Tuesday, August 22, 2006

chica-triste

Le decían la chica triste a una joven de grandes ojos perdidos en un mar de melancolía. Con ellos podía atravesar el muro de los pensamientos de cualquiera, eran puntas de glaciales que al tocar una superficie la cubrían de hielo. Su cabello negro, lacio, acariciaba su espalda al caminar lento y cadenciosamente. Su frente nunca lucía desnuda; un mechón ocultaba una cicatriz.

En una ocasión, de niña, al jugar con sus vecinos sobre un techo en ruinas, se cayó y al tocar el suelo se le incrustó una varilla exactamente en medio de la frente. Todos dijeron que tropezó con una piedra y por eso había caído encima de los fierros viejos; sin embargo, se cree que ellos la empujaron.

Cuando la encontraron lucía escalofriante, el pequeño cuerpo yacía inmóvil en el suelo en medio de un charco de sangre. Sus ojos los mantenía abiertos como si viera el cielo azul teñirse de rojo mientras el fluido vital escurría por las mejillas, boca y cuello. No parpadeaba, se veía muerta, pero el pulso débil daba señales de vida.

Tras el accidente, su rostro quedó desfigurado y su niñez se fue al caño; la pasó más en el hospital que en algún otro lugar. De ahí, que se inventara juegos solitarios. Con el tiempo, el vestigio de la herida, que abarcaba parte de la cara, se le redujo a una pequeña cicatriz. Pese a ello, intentó borrar aquel episodio sombrío al esconder el único testimonio, de que alguna vez, por unos instantes, tuvo un cuerno de metal en su frente

Al paso de los años, se le veía deambular como un fantasma por los pasillos de un campo santo ubicado a un costado de la iglesia del poblado. Parecía que le habían sellado los labios con un hilo invisible; casi no hablaba, las palabras se perdían en murmullos.

Rumores especulaban que al mismo tiempo que la luna se encontraba en su máximo esplendor, la chica se refugiaba en una tumba para maldecir y llorar. Se decía que también realizaba ritos con animales, ya que, aparecían huesos y cenizas esparcidos sobre las lápidas.

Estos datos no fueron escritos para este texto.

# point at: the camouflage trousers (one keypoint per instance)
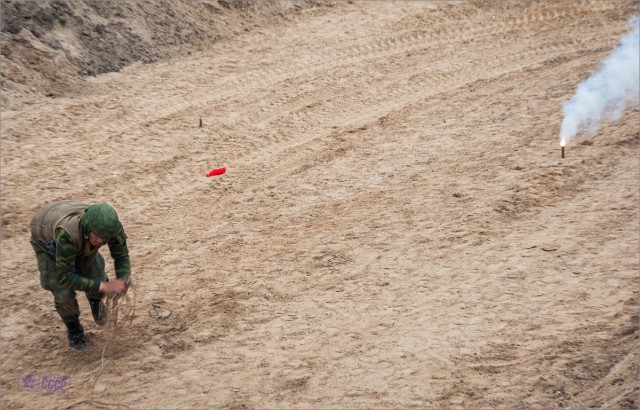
(64, 299)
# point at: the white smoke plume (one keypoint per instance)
(606, 93)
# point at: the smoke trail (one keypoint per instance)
(615, 85)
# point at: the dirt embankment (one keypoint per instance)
(48, 46)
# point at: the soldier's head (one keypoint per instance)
(102, 223)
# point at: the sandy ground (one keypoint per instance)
(395, 228)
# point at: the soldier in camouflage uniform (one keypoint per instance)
(66, 237)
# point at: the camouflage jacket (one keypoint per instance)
(57, 230)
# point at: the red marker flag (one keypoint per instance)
(215, 172)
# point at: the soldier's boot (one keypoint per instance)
(98, 310)
(75, 332)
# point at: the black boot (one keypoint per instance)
(98, 309)
(75, 332)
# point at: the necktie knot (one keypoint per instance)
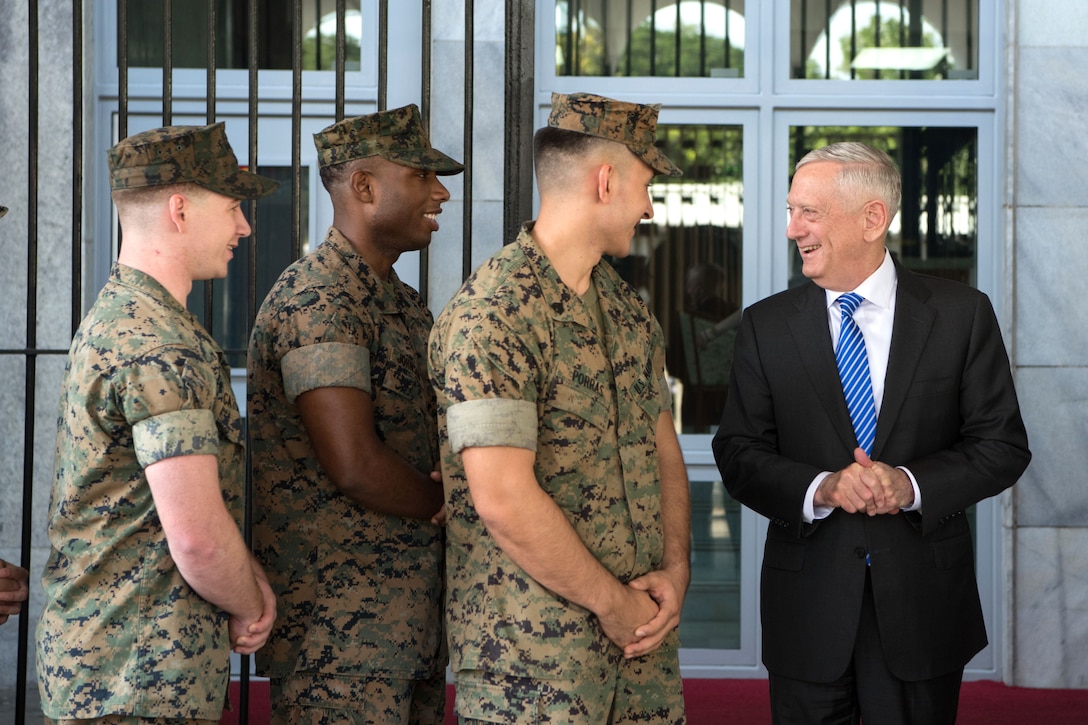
(849, 304)
(853, 366)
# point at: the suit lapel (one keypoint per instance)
(810, 330)
(914, 319)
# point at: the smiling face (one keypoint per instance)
(832, 228)
(407, 204)
(217, 223)
(630, 204)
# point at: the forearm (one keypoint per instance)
(382, 481)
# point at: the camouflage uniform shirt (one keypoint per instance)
(359, 592)
(121, 630)
(517, 359)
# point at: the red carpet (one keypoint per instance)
(744, 702)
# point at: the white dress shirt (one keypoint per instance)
(875, 317)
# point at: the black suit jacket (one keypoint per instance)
(949, 414)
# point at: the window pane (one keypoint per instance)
(622, 38)
(936, 231)
(711, 617)
(886, 39)
(230, 317)
(687, 265)
(189, 31)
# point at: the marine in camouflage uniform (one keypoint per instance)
(124, 637)
(564, 478)
(337, 382)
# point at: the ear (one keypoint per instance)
(361, 184)
(178, 208)
(875, 217)
(606, 174)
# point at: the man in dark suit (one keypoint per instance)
(869, 604)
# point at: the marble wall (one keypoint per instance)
(1048, 101)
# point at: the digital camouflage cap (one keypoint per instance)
(180, 155)
(632, 124)
(396, 135)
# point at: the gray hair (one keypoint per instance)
(862, 169)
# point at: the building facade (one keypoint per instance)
(977, 101)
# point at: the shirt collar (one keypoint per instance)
(878, 287)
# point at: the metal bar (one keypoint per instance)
(341, 56)
(168, 62)
(247, 498)
(76, 163)
(676, 46)
(122, 76)
(209, 285)
(469, 82)
(296, 127)
(210, 80)
(518, 131)
(383, 52)
(31, 360)
(424, 111)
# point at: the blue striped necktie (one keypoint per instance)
(853, 366)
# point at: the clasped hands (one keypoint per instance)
(866, 487)
(646, 611)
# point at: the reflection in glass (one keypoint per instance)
(936, 231)
(623, 38)
(886, 39)
(189, 34)
(687, 266)
(229, 318)
(711, 617)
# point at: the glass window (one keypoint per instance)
(936, 231)
(711, 618)
(617, 38)
(229, 319)
(687, 265)
(189, 29)
(886, 39)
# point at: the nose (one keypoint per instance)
(441, 192)
(243, 224)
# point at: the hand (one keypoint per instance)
(891, 488)
(14, 589)
(248, 638)
(632, 611)
(866, 487)
(667, 589)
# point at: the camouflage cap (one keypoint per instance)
(396, 135)
(180, 155)
(632, 124)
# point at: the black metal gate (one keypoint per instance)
(257, 16)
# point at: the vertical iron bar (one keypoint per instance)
(76, 163)
(122, 75)
(383, 52)
(210, 114)
(676, 48)
(341, 56)
(210, 80)
(31, 360)
(469, 83)
(296, 127)
(168, 63)
(247, 496)
(518, 131)
(424, 111)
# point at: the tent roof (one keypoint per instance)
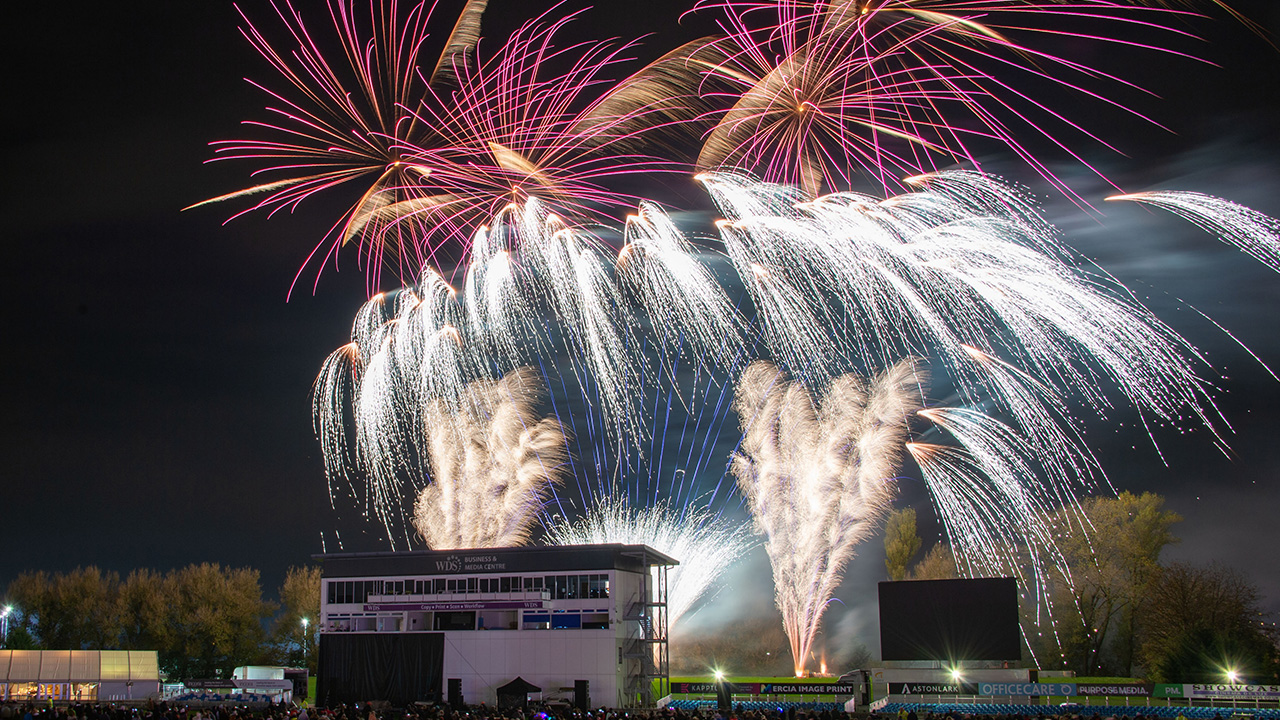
(519, 686)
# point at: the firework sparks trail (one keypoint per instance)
(821, 89)
(704, 543)
(927, 273)
(818, 475)
(433, 153)
(1235, 224)
(661, 265)
(493, 463)
(993, 504)
(963, 268)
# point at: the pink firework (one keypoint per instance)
(822, 90)
(432, 144)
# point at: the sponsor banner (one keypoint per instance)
(809, 688)
(471, 564)
(1016, 689)
(1118, 689)
(209, 684)
(768, 688)
(1233, 691)
(933, 688)
(709, 688)
(447, 606)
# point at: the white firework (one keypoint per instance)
(704, 543)
(818, 475)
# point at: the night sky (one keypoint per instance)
(156, 404)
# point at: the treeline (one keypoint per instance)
(1115, 609)
(204, 619)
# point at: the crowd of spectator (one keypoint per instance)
(167, 711)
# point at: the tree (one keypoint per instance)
(1110, 547)
(937, 564)
(76, 610)
(144, 609)
(901, 542)
(295, 643)
(216, 620)
(1205, 620)
(754, 646)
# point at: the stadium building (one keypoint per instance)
(586, 623)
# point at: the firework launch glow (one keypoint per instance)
(705, 543)
(817, 474)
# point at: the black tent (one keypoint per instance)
(516, 692)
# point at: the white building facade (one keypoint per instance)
(455, 625)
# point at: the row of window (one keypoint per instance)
(472, 620)
(558, 587)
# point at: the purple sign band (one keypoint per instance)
(447, 606)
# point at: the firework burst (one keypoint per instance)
(818, 91)
(704, 543)
(818, 477)
(433, 153)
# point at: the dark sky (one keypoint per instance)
(156, 383)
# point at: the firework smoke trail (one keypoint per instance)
(536, 288)
(702, 541)
(1234, 224)
(818, 477)
(927, 273)
(493, 463)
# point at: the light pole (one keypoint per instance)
(306, 641)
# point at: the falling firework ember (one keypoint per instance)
(818, 477)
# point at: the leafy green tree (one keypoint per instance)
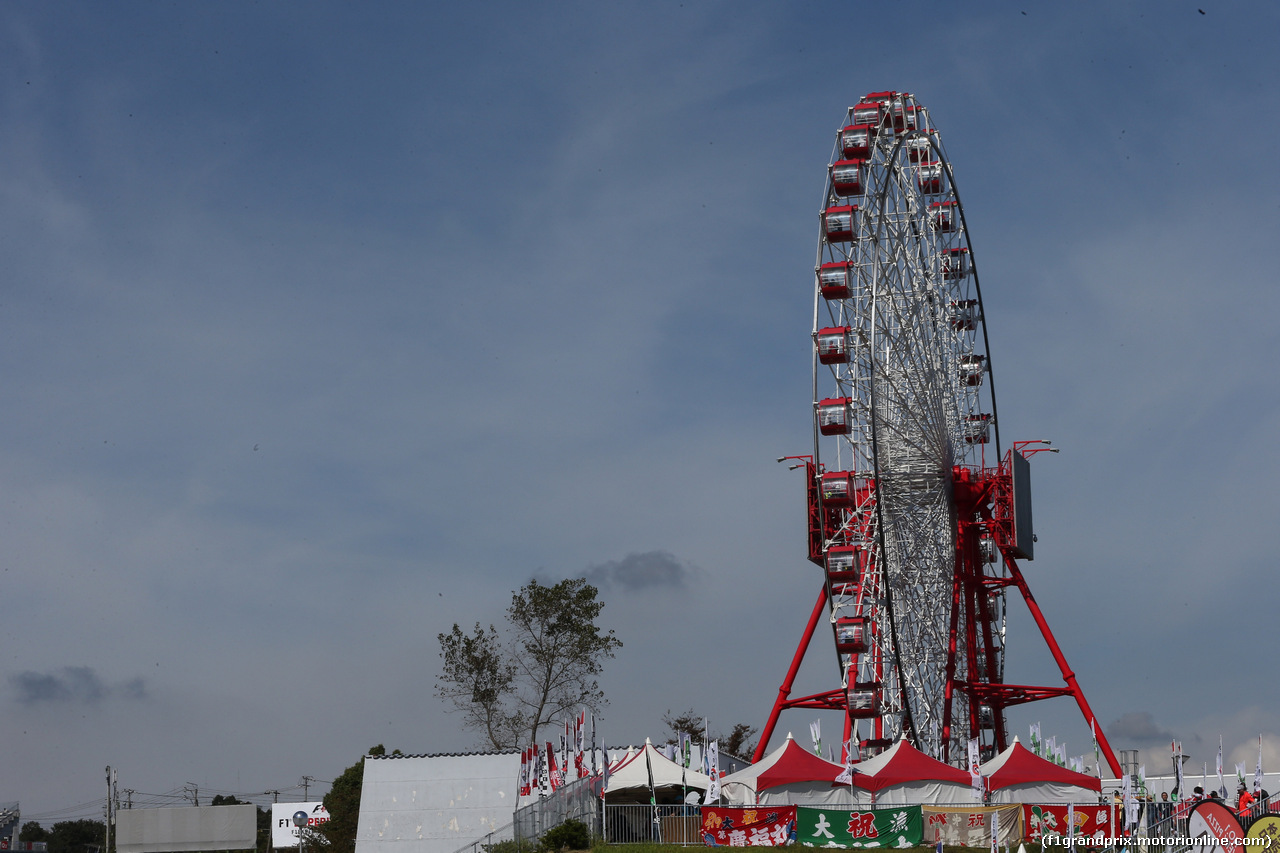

Algunas personas que la llegaron a escuchar, cuentan que perjuraba en contra de Dios y de la raza humana, con un tono de voz tan grave que hacía temblar hasta las cruces de su al rededor. Ellos no intentaban nada; corrían a sus casas despavoridos. Y es que en la medida de que la herida en el rostro le sanaba, el alma se le consumía.

Un día, se le perdió el rastro. Su figura se evaporó en las sombras y nadie supo a dónde fue; entonces, un hedor, que provenía de las coladeras del pueblo, se apoderó de cada rincón, la gente se escondía en sus hogares y los niños que salían a hurtadillas para jugar, desaparecían.

Durante una noche de luna llena, en una cueva en el bosque cercano del poblado, hallaron a una niña con un fierro clavado en la frente. De sus ojos, emanaba sangre como si fueran lágrimas rojas. A un lado había una montaña de ropa perteneciente a los pequeños que se perdieron. Nunca encontraron los cuerpos y con el tiempo también se esfumó el hedor del recuerdo de la chica triste.